The word “resiliency” can be described as the ability to recover quickly from disasters and adapt to future conditions. The word also refers to building defenses against the impacts of climate change.
Coastal Florida is vulnerable to impacts from climate change, which may include temperature extremes, intensified storms, increased flooding and sea level rise. West-central Florida has already seen some of these adverse impacts, and projections show the impacts will increase in time. For example, the tide gauge in St. Petersburg has measured approximately 8 inches of sea level rise since 1946, and NOAA projects that 2 to 8.5 feet of rise may occur in the region by 2100.
Such adverse impacts pose economic, social, environmental, and public health and safety challenges to the state. As such, the Southwest Florida Water Management District (District) is embedding resiliency into all aspects of our mission to protect water resources, minimize flood risks and ensure the public’s water needs are met.
In brief, the District incorporates resiliency into regulation, water resource planning and monitoring; land acquisition, restoration and maintenance; and the operation and maintenance of our water control structures.
The District does the following resiliency activities, which are embedded in each of our four Areas of Responsibility —
- Operates certain water control structures to prevent saltwater intrusion into inland water bodies by adjusting structure gate operations and heights such as the Lake Tarpon Outfall Structure.
- Evaluates the resilience of coastal water control structures to projected sea level rise and developing capital improvement projects, where necessary.
- Acquires and manages land that supports the District's flood protection area of responsibility to the region.
- Works with local governments to develop Watershed Management Plans that identify, prioritize and address flood-related water resource issues within a watershed.
- Partners with the Federal Emergency Management Agency (FEMA) in the development of coastal flood models to better identify flood risk from storm surge.
- Collects data and documents high-water incidents and events which helps track coastal flooding and storm events.
- Recognizes the risk of saltwater intrusion on groundwater supplies near the coast and surface water supplies near estuarine portions of river systems, and coordinates with regional water supply authorities to develop and implement regional water supply plans with this in mind.
- Works with regional water supply authorities and local utilities to develop alternative water supplies and promote water conservation because withdrawing less water from the aquifer helps protect against saltwater intrusion.
- Maintains ongoing collaboration with other agencies, water management districts, utilities, and stakeholders within the Central Florida Water Initiative Planning Area to address multijurisdictional water resource management concerns through implementation of sustainable long-term alternative water supply projects and conservation measures.
- The District participates in the Tampa Bay Climate Science Advisory Panel and is a collaborator as needed on the Florida Water and Climate Alliance.
- Collects hydrologic, water quality and biological data that helps scientists monitor impacts from climate change. These efforts include:
- Monitors coastal water quality data, both surface water and groundwater, through efforts such as the Coastal Rivers Water Quality Monitoring Network, Project COAST, Charlotte Harbor Water Quality Monitoring Network and the Coastal Groundwater Monitoring Network.
- Monitors and collects hydrologic data and conditions throughout the District to include data collection at approximately 170 rainfall stations, 1,638 well (groundwater level) stations, 41 stream gage height stations, 435 lake water level stations, 230 wetland water level stations, as well as the collection of various meteorological data (e.g., temperature, wind speed, etc.) at several weather stations.
- Partners with the US Geological Survey (USGS) and cooperatively funding (with a joint funding agreement between the District and the USGS) the following data collection activities: water level monitoring at 16 groundwater monitor wells, continuous and periodic discharge and water level monitoring at 130 river, stream, spring and/or canal sites, and water quality measurements at 17 of the 130 surface water sites. Additionally, the USGS operates and maintains one evapotranspiration (ET) monitoring station and provides detailed datasets of estimated statewide potential and reference ET data.
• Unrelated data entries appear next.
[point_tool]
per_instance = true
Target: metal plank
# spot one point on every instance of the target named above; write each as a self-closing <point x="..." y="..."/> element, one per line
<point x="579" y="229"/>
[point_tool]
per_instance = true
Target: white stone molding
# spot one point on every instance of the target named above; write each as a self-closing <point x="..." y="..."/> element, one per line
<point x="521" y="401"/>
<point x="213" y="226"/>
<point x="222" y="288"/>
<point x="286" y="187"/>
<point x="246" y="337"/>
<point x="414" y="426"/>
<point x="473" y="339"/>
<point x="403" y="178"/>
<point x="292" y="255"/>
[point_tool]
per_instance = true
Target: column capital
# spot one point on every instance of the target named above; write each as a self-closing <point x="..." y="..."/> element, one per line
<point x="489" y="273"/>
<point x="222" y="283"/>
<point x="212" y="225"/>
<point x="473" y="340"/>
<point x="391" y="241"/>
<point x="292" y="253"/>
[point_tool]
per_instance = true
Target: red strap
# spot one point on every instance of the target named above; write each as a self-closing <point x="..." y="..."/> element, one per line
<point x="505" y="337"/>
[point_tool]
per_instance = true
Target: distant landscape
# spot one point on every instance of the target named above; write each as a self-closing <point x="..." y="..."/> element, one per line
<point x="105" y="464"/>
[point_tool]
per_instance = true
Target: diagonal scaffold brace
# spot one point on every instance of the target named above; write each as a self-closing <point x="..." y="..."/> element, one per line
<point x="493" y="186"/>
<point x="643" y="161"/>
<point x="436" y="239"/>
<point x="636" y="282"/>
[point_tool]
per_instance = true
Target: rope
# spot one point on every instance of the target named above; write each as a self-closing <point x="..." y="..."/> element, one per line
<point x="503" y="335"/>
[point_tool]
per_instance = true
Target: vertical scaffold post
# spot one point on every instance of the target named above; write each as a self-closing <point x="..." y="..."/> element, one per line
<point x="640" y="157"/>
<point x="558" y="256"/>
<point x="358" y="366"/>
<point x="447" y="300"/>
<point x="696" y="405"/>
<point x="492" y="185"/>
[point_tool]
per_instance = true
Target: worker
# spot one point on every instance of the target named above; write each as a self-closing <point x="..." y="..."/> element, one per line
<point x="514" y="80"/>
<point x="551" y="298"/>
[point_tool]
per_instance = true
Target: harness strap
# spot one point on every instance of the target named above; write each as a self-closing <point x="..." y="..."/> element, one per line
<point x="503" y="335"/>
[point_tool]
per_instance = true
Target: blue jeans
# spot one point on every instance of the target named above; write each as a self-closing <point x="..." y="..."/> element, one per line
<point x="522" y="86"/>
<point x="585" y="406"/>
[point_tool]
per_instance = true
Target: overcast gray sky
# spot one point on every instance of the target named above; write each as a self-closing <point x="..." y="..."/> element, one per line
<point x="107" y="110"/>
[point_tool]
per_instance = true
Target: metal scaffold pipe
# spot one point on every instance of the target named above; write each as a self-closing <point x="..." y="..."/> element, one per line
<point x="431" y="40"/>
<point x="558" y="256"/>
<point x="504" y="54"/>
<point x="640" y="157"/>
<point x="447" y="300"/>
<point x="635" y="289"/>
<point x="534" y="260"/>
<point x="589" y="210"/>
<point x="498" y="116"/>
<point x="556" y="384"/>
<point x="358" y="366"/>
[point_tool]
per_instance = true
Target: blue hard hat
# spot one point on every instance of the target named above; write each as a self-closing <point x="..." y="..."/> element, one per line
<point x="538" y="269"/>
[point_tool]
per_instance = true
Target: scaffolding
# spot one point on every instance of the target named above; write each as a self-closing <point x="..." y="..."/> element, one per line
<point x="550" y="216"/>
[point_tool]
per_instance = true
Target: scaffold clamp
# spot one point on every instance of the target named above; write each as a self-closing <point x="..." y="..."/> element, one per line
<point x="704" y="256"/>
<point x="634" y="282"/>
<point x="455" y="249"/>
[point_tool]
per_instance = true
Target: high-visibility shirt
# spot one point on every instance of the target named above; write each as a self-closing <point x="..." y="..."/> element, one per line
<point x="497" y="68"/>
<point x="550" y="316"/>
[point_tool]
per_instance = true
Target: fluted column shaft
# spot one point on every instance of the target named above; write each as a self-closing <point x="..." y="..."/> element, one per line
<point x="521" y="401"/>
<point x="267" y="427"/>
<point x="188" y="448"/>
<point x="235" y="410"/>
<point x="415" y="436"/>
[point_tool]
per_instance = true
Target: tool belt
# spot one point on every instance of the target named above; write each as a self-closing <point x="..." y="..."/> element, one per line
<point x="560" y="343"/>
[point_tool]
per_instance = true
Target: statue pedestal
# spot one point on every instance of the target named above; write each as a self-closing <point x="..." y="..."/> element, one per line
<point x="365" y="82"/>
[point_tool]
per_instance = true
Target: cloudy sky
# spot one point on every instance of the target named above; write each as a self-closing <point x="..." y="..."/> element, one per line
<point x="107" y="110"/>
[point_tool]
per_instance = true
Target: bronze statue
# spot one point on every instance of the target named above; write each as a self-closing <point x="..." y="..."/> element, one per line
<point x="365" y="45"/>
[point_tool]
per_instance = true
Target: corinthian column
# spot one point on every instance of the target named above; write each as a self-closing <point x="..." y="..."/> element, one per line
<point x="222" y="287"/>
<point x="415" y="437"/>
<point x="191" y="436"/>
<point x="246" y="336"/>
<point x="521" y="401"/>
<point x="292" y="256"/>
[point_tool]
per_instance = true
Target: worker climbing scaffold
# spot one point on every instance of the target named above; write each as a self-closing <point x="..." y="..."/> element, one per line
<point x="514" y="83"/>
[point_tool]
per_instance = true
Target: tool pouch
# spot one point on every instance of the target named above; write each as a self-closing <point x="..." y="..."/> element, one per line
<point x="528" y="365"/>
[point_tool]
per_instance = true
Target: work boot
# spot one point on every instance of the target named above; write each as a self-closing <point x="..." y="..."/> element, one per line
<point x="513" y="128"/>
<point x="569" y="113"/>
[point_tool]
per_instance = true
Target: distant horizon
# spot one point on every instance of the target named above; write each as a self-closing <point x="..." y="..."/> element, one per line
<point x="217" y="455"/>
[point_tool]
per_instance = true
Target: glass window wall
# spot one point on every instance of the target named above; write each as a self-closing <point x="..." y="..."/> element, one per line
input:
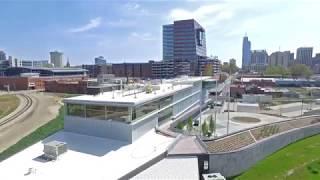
<point x="96" y="112"/>
<point x="76" y="110"/>
<point x="118" y="113"/>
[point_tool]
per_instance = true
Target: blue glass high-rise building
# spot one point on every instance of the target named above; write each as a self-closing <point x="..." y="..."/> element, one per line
<point x="167" y="42"/>
<point x="184" y="40"/>
<point x="246" y="52"/>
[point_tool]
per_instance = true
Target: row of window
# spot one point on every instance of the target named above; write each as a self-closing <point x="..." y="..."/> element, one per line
<point x="99" y="112"/>
<point x="115" y="112"/>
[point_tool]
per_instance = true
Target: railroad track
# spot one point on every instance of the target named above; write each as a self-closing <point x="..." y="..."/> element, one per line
<point x="17" y="114"/>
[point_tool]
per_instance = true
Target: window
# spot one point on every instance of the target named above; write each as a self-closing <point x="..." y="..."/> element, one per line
<point x="165" y="114"/>
<point x="165" y="101"/>
<point x="76" y="110"/>
<point x="97" y="112"/>
<point x="145" y="109"/>
<point x="118" y="113"/>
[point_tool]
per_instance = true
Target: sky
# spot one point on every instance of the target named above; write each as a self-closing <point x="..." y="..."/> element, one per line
<point x="131" y="31"/>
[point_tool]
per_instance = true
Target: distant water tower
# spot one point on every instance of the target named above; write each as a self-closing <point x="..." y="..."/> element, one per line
<point x="56" y="58"/>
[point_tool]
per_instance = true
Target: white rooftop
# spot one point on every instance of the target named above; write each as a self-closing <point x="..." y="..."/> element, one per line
<point x="183" y="167"/>
<point x="87" y="158"/>
<point x="117" y="97"/>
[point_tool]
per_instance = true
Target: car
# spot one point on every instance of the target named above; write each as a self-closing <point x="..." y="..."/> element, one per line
<point x="196" y="123"/>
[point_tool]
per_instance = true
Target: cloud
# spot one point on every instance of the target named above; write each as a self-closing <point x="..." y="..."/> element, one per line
<point x="93" y="23"/>
<point x="142" y="36"/>
<point x="135" y="9"/>
<point x="121" y="23"/>
<point x="208" y="15"/>
<point x="132" y="6"/>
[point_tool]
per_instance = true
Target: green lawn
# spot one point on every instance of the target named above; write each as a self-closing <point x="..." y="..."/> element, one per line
<point x="300" y="160"/>
<point x="8" y="103"/>
<point x="36" y="136"/>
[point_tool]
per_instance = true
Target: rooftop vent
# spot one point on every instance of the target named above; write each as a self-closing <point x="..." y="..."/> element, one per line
<point x="53" y="149"/>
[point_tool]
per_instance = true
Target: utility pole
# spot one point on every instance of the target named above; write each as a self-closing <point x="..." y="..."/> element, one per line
<point x="200" y="103"/>
<point x="228" y="122"/>
<point x="215" y="110"/>
<point x="301" y="107"/>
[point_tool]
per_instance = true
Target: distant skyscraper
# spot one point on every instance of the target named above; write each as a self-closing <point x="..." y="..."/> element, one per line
<point x="167" y="42"/>
<point x="246" y="51"/>
<point x="184" y="40"/>
<point x="232" y="61"/>
<point x="259" y="57"/>
<point x="259" y="61"/>
<point x="282" y="59"/>
<point x="100" y="60"/>
<point x="3" y="56"/>
<point x="189" y="40"/>
<point x="304" y="55"/>
<point x="56" y="59"/>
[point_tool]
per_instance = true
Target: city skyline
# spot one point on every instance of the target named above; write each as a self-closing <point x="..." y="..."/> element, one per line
<point x="122" y="31"/>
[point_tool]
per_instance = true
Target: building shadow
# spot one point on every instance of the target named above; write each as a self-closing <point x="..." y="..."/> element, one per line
<point x="86" y="144"/>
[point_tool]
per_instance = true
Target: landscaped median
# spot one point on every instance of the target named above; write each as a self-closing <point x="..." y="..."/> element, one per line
<point x="8" y="103"/>
<point x="237" y="153"/>
<point x="300" y="160"/>
<point x="42" y="132"/>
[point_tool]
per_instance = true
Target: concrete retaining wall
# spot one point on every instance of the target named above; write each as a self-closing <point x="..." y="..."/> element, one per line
<point x="233" y="163"/>
<point x="100" y="128"/>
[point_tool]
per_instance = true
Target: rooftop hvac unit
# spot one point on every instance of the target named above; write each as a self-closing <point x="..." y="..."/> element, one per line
<point x="213" y="176"/>
<point x="53" y="149"/>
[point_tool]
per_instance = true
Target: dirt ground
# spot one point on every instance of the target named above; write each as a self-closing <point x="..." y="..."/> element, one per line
<point x="45" y="108"/>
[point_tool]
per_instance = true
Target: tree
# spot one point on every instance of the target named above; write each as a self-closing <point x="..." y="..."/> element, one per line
<point x="189" y="124"/>
<point x="300" y="70"/>
<point x="204" y="128"/>
<point x="229" y="68"/>
<point x="208" y="70"/>
<point x="211" y="124"/>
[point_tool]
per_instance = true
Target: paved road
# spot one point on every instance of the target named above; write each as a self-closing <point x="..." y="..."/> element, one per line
<point x="45" y="107"/>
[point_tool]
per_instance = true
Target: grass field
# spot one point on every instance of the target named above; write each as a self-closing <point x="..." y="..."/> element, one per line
<point x="8" y="103"/>
<point x="300" y="160"/>
<point x="36" y="136"/>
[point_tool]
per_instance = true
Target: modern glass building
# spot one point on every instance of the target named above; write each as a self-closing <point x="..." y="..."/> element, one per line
<point x="246" y="52"/>
<point x="167" y="42"/>
<point x="184" y="40"/>
<point x="127" y="115"/>
<point x="189" y="40"/>
<point x="304" y="55"/>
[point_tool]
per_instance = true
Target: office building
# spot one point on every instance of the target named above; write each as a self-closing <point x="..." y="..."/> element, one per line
<point x="135" y="70"/>
<point x="259" y="61"/>
<point x="304" y="55"/>
<point x="126" y="115"/>
<point x="246" y="52"/>
<point x="283" y="59"/>
<point x="232" y="61"/>
<point x="162" y="69"/>
<point x="3" y="56"/>
<point x="189" y="40"/>
<point x="56" y="58"/>
<point x="94" y="70"/>
<point x="167" y="42"/>
<point x="184" y="40"/>
<point x="100" y="60"/>
<point x="209" y="65"/>
<point x="33" y="63"/>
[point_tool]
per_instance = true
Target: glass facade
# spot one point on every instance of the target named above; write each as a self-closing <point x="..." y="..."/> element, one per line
<point x="129" y="114"/>
<point x="145" y="109"/>
<point x="118" y="113"/>
<point x="164" y="115"/>
<point x="76" y="110"/>
<point x="99" y="112"/>
<point x="167" y="42"/>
- Partners with local governments on cooperative funding projects that incorporate resiliency into the design plans.
- Incorporates sea level rise into its habitat restoration designs and landward tidal migration accommodations on major Surface Water Improvement and Management (SWIM) restoration projects.
- Uses 20-year sea level rise projections in estuarine models to account for changes in salinity on freshwater systems as part of its Minimum Flows and Levels (MFL) program, and it considers salinity incursion effects on coastal vegetation zonation in MFL evaluations.
- Collects aerial imagery through the District’s Seagrass Mapping Program since 1988 for the specific purpose of mapping seagrass habitat along the west-Central Florida coast from Cedar Key south to Charlotte Harbor. Seagrass are sensitive to changes in the environment such as sea level rise and are a primary indicator of estuarine health helping the District and its partners make informed resource management decisions.
Resiliency Funding Opportunities
The State of Florida through the Florida Department of Environmental Protection helps communities prepare for changes resulting from sea level rise.